The new item numbers applicable to specialists and consultant physicians include equivalent telehealth and telephone consultation item numbers for a 110 (an initial attendance), a 116 (subsequent attendance) and a 119 (minor attendance).

“For the patients being monitored for their chronic condition or immunosuppression, then this provides an opportunity to make sure they don’t fall through the cracks.”

“It’s not covering our complex long consultations and so we will probably still be bringing complex patients to the hospital anyway because it would be particularly hard to sort out say a new complex patient in this way,” Associate Professor Strasser said.

“We are assuming we can use any platform that is available to patients in their home and the clinician. That means by Facetime, by Zoom, or by any other platform where we can establish video telehealth links with the patients.”

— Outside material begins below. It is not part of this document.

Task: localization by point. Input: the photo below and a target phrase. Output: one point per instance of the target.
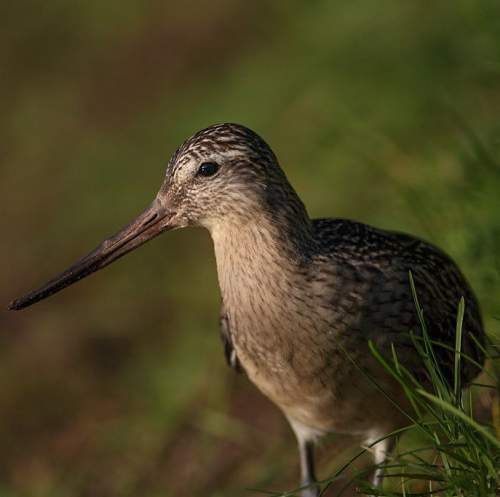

She noted that telehealth has previously meant patients traveling to a centre specially set up for that purpose.

“This is an emergency provision and none of that will be available. It will be using the best available.”

Associate Professor Strasser, from the Royal Prince Alfred Hospital, said multidisciplinary team meetings and other normal clinical activities where staff usually came together were increasingly being run from individual clinicians’ rooms using platforms such as Zoom.

“We are now establishing ways of doing these where we don’t all have to come together and put our teams at risk.”

She added there was no specific data around the risks associated with immunosuppression in GI patients.

“The main risk factor would still be age, overriding everything else, and then comorbidities.”

“And the question is – is a healthy 20-year-old who happens to be on a biologic to manage their IBD at any more risk than any other 20-year-old? We don’t have any information to say that at this point.”

GESA has made patient information on COVID-19 available on its website.